Markenanmeldung ist Grundstein für den Marken...
 

Markenanmeldung ist Grundstein für den Markenwert

Patentamtspräsident Friedrich Rödler empfiehlt Markenschutz als Steigerung der Wettbewerbsfähigkeit

Bei der Präsentation der 10. Österreichischen Marken-Wert-Studie des European Brand Instituts am 3. Juli 2013 im News Tower machte Patentamtspräsident Friedrich Rödler einmal mehr aufmerksam, dass "eine Markenanmeldung beim Österreichischen Patentamt als Grundsteinlegung zum Marken- und damit zum Unternehmenswert betrachtet werden kann".

Markenschutz, so Rödler, "im Idealfall kombiniert mit Patent- und Designschutz", sei "das geeignete Instrumentarium, wenn es darum geht, Innovationen wettbewerbsfähig zu machen". Denn, unterstrich Rödler: "Im Gegensatz zu Patenten haben Marken kein Ablaufdatum - wenn der Anmelder es möchte, bleiben Logos ewig frisch und kampfbereit".  

Wie die Marken Wert Studie 2013 eindeutig belege, "haben viele Unternehmen das Potenzial der Marke bereits erkannt. Im Jahr 2012", zählt Rödler auf, "wurden im Österreichischen Patentamt 6.506 Marken angemeldet; das ist ein Plus von rund drei Prozent gegenüber dem Vorjahr".

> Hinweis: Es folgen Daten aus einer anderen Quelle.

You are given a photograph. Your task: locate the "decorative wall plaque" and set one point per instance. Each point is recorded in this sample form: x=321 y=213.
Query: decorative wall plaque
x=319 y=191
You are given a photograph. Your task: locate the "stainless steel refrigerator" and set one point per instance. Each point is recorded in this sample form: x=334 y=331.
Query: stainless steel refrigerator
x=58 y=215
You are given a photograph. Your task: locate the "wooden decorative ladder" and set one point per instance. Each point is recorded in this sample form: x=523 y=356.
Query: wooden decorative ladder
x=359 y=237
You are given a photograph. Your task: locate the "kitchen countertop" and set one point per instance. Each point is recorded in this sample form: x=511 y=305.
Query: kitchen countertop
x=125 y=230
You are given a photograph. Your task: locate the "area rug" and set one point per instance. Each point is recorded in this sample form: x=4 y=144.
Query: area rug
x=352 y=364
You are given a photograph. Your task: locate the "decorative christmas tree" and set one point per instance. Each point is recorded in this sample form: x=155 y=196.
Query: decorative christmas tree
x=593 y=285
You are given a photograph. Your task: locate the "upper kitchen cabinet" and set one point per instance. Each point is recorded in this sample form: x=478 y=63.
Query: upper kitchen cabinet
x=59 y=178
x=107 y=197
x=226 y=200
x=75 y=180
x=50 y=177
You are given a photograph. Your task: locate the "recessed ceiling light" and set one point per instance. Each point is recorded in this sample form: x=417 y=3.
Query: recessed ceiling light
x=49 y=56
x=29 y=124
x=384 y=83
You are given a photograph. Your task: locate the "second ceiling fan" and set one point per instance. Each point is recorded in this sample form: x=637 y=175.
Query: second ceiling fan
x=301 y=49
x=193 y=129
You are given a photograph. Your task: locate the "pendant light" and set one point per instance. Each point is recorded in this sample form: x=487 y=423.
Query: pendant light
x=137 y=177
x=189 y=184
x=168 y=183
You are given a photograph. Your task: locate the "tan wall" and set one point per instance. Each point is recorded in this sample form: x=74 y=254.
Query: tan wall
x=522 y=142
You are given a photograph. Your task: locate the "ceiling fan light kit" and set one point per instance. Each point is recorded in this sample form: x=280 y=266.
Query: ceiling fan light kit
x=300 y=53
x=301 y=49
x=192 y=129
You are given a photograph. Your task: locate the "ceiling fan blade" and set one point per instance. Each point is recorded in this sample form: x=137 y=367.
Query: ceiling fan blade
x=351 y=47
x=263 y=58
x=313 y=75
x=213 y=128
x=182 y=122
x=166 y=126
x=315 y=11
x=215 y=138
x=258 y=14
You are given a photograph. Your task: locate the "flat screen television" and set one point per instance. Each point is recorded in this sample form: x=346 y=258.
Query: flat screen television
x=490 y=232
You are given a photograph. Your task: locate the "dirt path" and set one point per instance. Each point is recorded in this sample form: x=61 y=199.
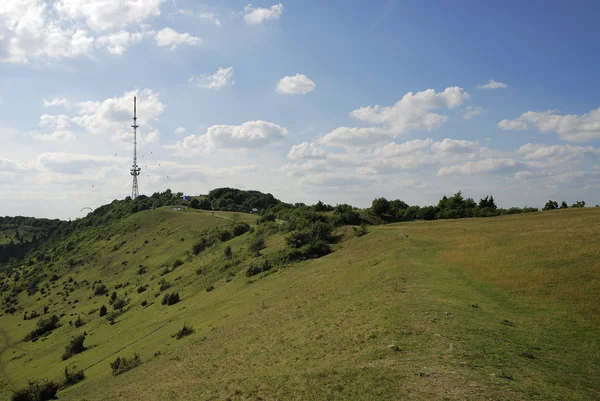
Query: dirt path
x=6 y=347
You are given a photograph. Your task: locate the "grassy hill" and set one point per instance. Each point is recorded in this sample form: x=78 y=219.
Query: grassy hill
x=502 y=308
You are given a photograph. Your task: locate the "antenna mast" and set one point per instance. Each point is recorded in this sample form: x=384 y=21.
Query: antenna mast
x=135 y=170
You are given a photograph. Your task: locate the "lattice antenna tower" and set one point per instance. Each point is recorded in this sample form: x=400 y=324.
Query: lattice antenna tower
x=135 y=170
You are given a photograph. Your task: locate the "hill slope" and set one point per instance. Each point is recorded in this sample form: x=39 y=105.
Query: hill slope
x=500 y=308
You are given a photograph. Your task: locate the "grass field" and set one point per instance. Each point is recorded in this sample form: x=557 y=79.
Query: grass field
x=441 y=310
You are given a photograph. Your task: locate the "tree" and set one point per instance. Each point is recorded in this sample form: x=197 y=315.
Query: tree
x=204 y=204
x=380 y=206
x=119 y=304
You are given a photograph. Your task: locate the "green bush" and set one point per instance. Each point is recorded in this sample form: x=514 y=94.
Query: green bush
x=257 y=243
x=122 y=364
x=186 y=330
x=257 y=268
x=100 y=290
x=361 y=230
x=164 y=284
x=37 y=391
x=44 y=326
x=170 y=299
x=73 y=377
x=74 y=347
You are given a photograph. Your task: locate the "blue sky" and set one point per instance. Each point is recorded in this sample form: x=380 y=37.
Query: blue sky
x=336 y=101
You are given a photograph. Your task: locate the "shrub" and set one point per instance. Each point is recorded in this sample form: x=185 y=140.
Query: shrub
x=37 y=391
x=240 y=228
x=79 y=322
x=228 y=253
x=75 y=347
x=170 y=299
x=44 y=326
x=257 y=243
x=186 y=330
x=100 y=290
x=361 y=230
x=122 y=364
x=119 y=304
x=164 y=284
x=255 y=269
x=73 y=377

Auch bei den internationalen Schutzmöglichkeiten zählten österreichische Markenanmelder zu den Top-Usern: Die zuständige Behörde für den internationalen Markenschutz meldete ein Plus von 12,5 Prozent bei Anmeldungen aus Österreich. In Österreich, erläuterte Rödler, sind gegenwärtig rund 110.000 nationale Marken angemeldet und geschützt, via EU kommen weitere rund 700.000 dazu - somit existieren in Österreich national und international rund eine Million geschützte Marken.  

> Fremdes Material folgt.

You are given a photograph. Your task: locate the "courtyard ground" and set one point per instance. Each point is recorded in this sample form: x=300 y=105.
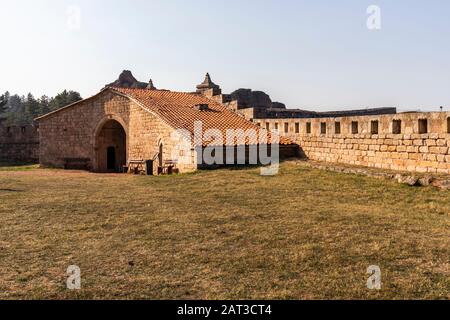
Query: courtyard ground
x=225 y=234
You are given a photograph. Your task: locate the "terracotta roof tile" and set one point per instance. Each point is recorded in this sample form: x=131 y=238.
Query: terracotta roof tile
x=180 y=111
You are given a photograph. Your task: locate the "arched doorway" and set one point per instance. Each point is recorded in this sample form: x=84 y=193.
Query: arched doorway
x=160 y=155
x=111 y=152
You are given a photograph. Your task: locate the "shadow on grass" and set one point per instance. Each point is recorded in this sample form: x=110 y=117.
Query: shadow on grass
x=17 y=166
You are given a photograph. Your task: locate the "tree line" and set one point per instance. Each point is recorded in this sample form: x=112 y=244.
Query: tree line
x=22 y=110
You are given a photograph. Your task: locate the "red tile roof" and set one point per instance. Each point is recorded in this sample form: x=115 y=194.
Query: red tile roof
x=180 y=111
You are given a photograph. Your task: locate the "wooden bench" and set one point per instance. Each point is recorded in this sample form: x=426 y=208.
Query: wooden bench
x=76 y=163
x=135 y=167
x=169 y=167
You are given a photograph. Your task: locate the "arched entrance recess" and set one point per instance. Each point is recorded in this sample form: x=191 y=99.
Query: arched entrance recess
x=110 y=147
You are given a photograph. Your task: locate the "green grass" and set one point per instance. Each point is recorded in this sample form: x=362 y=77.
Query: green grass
x=225 y=234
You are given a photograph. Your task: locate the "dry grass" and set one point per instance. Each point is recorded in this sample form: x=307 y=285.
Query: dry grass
x=226 y=234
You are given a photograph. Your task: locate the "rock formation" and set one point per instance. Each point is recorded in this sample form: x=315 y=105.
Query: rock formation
x=255 y=99
x=127 y=80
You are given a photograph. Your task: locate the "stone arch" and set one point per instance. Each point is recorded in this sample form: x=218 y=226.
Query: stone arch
x=110 y=145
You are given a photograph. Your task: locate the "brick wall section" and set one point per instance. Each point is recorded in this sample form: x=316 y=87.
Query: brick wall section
x=409 y=150
x=19 y=143
x=71 y=133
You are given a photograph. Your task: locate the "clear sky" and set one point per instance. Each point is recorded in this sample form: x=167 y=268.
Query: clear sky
x=314 y=54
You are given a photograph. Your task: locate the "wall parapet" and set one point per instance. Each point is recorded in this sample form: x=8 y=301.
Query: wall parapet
x=408 y=141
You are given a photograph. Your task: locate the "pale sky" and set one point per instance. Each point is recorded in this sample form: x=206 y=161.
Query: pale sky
x=315 y=54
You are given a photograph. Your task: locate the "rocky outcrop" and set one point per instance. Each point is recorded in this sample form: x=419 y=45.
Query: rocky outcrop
x=127 y=80
x=247 y=98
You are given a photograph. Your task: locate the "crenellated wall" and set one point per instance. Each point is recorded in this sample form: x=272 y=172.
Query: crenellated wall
x=407 y=141
x=19 y=143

Rödler machte auf das Tool "Online-Filing" für Markenanmeldung - im technischen wie werblichen und insbesondere Design-Bereich aufmerksam: Für bereits 360 Euro kann für zehn Jahre Markenschutz erlangt werden (Verlängerung beläuft sich auf 640 Euro) - "das sind 64 Jahre im Jahr, um Markenwert zu generieren!" Das nach wie vor bestehende "Strukturproblem", dass "geistiges Eigentum" nicht ausreichend als Vermögenswert bilanziell dargestellt werden kann, sieht Rödler als Wettbewerbsnachteil. Das Patentamt habe mit "Online-Filing" und Bewertungsguidelines seinen Teil beigetragen - "Markenwerte müssen rein in die Bilanzen - der Wert des geistigen Eigentums hat in der Bilanz Niederschlag zu finden", fordert Rödler.

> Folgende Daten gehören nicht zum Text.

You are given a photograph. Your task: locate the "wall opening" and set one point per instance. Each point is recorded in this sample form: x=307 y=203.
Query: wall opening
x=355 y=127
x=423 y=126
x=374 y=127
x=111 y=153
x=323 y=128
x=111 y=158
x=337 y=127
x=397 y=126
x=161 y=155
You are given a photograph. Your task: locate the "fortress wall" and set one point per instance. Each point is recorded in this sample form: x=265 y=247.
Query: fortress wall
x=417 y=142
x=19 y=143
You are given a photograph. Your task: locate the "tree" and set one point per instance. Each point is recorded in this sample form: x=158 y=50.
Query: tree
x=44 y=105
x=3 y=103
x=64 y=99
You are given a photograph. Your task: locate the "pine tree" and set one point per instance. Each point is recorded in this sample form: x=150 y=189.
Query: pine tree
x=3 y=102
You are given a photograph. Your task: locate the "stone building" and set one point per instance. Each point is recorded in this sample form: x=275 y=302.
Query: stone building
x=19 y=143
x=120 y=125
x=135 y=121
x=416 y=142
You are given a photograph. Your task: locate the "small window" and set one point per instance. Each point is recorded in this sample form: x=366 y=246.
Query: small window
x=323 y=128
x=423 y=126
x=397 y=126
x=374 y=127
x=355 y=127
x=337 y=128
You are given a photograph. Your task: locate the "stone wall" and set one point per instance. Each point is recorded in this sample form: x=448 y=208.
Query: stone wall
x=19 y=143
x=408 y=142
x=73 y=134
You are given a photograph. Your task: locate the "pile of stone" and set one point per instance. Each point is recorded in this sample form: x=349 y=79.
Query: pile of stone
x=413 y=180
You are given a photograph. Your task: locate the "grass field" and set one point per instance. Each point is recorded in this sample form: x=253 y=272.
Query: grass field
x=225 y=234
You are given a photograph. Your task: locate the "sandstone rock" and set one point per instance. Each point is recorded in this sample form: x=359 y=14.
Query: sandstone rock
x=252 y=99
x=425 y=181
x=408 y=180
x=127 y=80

Problem: Das österreichische "UGB" (Unternehmensgesetzbuch) stellt bei der Bewertung von Vermögen von Unternehmen vor allem materiellen Besitz in den Vordergund und ist auf "Gläubigerschutz" ausgerichtet, wie Rödler und Eurobrand-Vorstand Gerhard Hrebicek erläutern: Im Gegensatz dazu ist das amerikanische "IFRS" Bilanzierungsmodell (steht for International Financial Reporting Standards) in der Darstelung auch immaterieller Vermögenswerte wie eben Marken und Lizenzen und Patente auf die Interessen von Investoren ausgerichtet. Nach diesem Bewertungsmodell hätten Marken-, Patent- und Lizenzwerte am Unternehmenswert - je nach Branche - einen Anteil zwischen 40 bis 80 Prozent (dreimal raten, welches Unternehmen über 80 Prozent liegt? - Red Bull).

Denn, unterstreicht Rödler: "Marken sind vor allem im internationalen Wettbewerb ein essentielles Tool gegen Nachahmer, Trittbrettfahrer und gegen jede andere Form der Produktpiraterie."